Ketika mengerang bersimbah darah menuju ajal, Caesar melihat Brutus dan berkata, “Tu quoque, Brute, fili mi.” (Kamu juga Brutus, anakku).
Di Tanah Jawa, kisah-kisah pengkhianatan sering terjadi di istana-istana kerajaan. Kudeta berdarah menimpa Akuwu di Tumapel yang dibunuh oleh Ken Arok yang melibatkan orang-orang terdekatnya.
Orang-orang dalam itu seperti Tohjaya, Kebo Ijo, Ken Dedes, Anusapati. Banyak orang yang terlibat. Tentu ada aktor intelektualisnya yang bermain di sebuah kudeta.
Keterlibatan mereka didasarkan pada kepentingan; kekuasaan, ekonomi-bisnis, agama dan kebijakan.
Dalam dunia politik ada adagium: “Tidak ada kawan yang abadi. Yang ada adalah kepentingan.”
Sekarang jadi kawan, besuk jadi lawan. Begitu juga bisa sebaliknya.
Kita bisa melihat di kursi-kursi kekuasaan itu, yang dulu bertentangan sekarang bergandengan tangan. Tapi besuk bisa juga menikam dari belakang.
Dalam perjamuan makan bersama murid-murid-Nya, Yesus membicarakan tentang pengkhianatan: “Aku berkata kepadamu, sesungguhnya seorang di antara kamu akan menyerahkan Aku.”
Pengkhianatan bisa terjadi di mana saja; di keluarga, tempat kerja, instansi, kekuasaan bahkan juga di dalam relasi privat.
Ada musuh dalam selimut. Pengkhianatan justru sering dilakukan oleh orang dalam, sahabat, orang yang dicintai, orang dekat.

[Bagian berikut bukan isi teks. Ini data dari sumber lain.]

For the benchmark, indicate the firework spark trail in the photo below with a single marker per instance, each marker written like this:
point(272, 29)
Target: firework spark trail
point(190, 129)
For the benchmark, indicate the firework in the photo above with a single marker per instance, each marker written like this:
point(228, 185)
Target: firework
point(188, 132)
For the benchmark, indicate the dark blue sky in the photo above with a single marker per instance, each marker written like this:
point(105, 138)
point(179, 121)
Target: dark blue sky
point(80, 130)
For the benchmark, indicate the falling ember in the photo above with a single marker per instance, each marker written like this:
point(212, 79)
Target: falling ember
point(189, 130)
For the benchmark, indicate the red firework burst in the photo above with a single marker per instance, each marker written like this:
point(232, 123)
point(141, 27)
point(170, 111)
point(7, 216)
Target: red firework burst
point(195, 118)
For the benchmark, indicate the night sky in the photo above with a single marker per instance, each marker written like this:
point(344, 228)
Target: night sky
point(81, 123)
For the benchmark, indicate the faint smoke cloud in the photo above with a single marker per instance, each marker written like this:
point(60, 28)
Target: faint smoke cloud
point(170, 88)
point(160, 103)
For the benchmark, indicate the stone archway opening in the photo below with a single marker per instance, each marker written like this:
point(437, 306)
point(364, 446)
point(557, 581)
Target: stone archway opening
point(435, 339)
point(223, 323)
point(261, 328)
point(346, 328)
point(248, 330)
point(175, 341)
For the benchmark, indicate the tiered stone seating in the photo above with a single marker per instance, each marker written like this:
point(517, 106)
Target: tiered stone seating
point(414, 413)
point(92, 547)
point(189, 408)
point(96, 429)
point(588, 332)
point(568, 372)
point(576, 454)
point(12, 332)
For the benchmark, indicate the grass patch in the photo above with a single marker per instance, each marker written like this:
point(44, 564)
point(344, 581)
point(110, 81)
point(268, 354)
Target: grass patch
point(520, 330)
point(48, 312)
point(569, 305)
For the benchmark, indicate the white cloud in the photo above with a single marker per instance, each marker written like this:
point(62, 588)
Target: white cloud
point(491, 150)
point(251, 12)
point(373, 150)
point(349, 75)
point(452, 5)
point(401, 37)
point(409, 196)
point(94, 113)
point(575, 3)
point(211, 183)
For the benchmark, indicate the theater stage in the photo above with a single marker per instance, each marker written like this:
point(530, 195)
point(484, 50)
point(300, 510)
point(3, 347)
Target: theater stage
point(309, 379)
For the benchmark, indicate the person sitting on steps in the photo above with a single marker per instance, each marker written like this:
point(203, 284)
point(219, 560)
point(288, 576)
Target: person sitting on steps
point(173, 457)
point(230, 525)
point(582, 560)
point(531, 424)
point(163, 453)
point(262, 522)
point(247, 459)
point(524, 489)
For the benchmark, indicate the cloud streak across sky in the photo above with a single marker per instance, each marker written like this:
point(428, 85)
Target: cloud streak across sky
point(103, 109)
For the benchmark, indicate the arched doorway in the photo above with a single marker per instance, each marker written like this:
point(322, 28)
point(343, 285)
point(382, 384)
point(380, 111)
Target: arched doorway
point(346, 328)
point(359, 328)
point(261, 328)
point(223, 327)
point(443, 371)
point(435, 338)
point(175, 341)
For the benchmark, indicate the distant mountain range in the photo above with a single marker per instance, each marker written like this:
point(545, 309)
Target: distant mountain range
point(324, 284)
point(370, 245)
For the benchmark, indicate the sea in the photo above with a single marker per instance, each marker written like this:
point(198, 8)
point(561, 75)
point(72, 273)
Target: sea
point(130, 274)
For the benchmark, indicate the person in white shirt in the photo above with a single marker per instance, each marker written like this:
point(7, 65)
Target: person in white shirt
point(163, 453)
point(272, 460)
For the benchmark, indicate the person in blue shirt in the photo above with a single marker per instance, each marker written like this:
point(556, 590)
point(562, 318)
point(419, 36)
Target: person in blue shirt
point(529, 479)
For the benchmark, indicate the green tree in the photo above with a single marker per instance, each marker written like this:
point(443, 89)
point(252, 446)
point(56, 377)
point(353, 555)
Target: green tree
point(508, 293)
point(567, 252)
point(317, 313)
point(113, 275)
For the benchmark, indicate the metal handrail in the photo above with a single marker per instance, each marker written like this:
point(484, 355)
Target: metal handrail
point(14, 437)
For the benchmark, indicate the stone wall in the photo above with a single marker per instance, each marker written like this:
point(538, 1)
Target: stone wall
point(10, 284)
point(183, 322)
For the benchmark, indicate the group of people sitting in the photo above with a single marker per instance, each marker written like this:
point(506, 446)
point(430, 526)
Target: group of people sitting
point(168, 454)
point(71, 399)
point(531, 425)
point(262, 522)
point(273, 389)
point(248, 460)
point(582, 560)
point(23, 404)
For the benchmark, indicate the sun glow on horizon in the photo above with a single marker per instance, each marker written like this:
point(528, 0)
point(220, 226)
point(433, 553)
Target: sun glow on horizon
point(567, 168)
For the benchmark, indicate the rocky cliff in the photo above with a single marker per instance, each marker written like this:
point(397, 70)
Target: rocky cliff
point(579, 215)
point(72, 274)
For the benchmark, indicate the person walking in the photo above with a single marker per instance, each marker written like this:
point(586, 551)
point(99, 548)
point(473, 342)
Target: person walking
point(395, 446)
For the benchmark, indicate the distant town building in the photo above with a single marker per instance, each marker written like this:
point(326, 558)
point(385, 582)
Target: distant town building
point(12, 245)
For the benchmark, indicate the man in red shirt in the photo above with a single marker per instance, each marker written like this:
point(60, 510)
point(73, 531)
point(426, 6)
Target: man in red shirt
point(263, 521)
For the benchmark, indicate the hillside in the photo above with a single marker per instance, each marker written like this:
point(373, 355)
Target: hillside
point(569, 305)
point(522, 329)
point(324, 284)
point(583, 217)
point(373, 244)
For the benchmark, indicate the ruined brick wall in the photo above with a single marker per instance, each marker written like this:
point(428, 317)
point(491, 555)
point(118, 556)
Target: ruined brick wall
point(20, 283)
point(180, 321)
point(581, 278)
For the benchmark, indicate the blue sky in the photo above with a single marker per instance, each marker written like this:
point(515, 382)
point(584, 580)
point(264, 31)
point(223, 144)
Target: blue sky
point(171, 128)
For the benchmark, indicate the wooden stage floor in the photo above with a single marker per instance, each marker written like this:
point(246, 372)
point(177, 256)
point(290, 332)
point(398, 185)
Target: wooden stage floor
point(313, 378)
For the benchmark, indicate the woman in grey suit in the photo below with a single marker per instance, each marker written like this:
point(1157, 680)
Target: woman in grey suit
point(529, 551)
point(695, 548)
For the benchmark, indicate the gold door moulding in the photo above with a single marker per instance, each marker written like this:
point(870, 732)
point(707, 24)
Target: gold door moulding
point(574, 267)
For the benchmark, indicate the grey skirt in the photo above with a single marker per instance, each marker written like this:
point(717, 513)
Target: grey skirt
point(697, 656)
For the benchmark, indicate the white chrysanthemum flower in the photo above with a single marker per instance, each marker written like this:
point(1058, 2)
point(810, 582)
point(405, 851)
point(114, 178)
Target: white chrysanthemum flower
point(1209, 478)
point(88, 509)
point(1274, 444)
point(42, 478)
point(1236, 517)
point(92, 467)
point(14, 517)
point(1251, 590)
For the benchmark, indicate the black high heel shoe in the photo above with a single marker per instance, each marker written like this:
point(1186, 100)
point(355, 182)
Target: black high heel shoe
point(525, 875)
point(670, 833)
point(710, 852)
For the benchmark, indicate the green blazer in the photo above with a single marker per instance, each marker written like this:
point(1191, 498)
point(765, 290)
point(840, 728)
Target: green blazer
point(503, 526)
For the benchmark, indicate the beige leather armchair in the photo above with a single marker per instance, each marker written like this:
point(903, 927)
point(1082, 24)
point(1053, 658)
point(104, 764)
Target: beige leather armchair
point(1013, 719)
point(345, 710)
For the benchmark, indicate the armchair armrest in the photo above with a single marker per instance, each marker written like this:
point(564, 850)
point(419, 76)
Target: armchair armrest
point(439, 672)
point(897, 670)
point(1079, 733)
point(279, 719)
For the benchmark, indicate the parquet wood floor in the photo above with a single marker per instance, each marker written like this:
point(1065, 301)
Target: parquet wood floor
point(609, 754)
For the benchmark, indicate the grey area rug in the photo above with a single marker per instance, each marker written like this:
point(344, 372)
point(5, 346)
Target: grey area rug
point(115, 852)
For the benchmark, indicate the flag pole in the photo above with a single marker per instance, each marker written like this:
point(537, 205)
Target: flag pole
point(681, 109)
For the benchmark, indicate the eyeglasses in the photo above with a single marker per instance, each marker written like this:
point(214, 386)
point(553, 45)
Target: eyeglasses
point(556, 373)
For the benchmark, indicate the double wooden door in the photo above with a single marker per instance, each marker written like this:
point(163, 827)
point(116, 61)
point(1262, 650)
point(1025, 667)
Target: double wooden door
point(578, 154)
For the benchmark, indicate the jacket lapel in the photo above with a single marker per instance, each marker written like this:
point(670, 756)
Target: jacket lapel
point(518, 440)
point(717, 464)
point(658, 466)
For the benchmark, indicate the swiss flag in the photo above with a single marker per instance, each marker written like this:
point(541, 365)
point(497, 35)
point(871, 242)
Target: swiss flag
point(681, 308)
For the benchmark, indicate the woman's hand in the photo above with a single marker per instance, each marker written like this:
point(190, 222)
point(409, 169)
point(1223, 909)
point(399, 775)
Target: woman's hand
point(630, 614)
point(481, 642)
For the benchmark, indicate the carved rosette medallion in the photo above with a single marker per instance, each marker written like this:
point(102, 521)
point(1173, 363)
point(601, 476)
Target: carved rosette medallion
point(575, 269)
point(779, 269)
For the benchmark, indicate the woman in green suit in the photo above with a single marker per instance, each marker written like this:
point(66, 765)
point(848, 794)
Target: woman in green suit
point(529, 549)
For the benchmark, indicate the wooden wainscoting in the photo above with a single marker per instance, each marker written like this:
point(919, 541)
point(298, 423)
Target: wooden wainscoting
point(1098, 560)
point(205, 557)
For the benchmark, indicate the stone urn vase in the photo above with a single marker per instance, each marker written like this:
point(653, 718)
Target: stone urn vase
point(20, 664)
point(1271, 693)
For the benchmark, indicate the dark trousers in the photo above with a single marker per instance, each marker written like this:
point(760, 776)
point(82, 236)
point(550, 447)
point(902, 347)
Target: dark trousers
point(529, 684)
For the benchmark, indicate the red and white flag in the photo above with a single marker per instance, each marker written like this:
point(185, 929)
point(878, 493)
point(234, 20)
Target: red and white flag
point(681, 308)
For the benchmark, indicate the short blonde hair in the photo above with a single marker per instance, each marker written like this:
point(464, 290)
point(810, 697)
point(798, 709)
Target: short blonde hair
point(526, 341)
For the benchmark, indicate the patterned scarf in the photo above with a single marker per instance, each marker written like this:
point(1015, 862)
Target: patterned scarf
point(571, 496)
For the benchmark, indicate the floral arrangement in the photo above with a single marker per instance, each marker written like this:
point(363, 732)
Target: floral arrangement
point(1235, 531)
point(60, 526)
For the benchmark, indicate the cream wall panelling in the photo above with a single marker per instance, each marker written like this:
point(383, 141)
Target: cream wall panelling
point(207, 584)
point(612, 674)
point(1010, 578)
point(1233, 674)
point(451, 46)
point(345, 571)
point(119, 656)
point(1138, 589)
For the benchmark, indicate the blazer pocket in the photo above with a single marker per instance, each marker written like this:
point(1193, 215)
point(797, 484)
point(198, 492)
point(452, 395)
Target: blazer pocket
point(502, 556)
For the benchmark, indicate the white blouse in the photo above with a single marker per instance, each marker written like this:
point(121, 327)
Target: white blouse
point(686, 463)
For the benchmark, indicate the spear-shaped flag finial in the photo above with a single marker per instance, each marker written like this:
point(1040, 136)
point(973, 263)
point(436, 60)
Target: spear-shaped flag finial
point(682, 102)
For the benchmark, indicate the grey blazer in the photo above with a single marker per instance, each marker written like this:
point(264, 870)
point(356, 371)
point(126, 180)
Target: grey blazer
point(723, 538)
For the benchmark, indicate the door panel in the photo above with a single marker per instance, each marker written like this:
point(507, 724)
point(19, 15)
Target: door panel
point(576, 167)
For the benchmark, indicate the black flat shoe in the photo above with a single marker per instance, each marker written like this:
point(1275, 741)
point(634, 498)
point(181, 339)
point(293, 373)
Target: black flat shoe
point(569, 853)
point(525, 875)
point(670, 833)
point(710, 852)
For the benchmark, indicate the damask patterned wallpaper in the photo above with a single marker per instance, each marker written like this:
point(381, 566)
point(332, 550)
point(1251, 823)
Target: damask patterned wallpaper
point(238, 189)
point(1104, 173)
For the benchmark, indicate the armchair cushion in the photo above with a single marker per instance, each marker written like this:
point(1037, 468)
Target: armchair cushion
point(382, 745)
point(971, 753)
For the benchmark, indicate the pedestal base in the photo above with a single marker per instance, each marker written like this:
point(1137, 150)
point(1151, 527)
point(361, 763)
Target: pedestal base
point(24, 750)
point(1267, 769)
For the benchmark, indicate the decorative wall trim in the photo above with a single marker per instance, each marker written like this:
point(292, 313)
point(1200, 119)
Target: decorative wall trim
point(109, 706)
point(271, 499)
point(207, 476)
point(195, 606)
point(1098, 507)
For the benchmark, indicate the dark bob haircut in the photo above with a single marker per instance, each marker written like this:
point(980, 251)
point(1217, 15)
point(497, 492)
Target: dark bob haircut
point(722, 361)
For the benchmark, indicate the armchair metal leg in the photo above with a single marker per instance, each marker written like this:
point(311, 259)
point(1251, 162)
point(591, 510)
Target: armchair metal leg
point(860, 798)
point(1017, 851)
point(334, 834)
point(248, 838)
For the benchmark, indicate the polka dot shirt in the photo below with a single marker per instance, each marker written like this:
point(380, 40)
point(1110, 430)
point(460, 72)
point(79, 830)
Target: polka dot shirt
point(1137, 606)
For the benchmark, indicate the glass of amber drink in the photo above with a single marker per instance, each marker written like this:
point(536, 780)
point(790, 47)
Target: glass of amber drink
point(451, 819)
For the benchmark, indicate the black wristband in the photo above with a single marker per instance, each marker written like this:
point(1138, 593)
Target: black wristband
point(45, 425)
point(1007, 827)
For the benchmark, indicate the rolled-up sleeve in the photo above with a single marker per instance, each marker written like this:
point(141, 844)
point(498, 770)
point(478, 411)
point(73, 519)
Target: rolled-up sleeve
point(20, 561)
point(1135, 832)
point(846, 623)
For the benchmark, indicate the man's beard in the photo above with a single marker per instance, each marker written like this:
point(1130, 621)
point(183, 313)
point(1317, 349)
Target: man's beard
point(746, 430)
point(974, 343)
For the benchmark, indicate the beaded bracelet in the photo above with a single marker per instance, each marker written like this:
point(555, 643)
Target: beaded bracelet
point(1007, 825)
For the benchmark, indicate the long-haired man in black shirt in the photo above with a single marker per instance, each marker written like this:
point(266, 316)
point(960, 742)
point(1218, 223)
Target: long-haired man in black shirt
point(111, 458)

Apakah makna relasi pribadi dengan orang-orang di sekitar kita? Apakah kita siap membangun loyalitas dan kesetiaan dalam relasi itu?
Biyen antem-anteman saiki jabat tangan,
Biyen adol pupu papa saiki dadi pupu papat.
Yang dulu berteman sekarang jadi lawan,
Yang dulu menghojat sekarang jadi sahabat.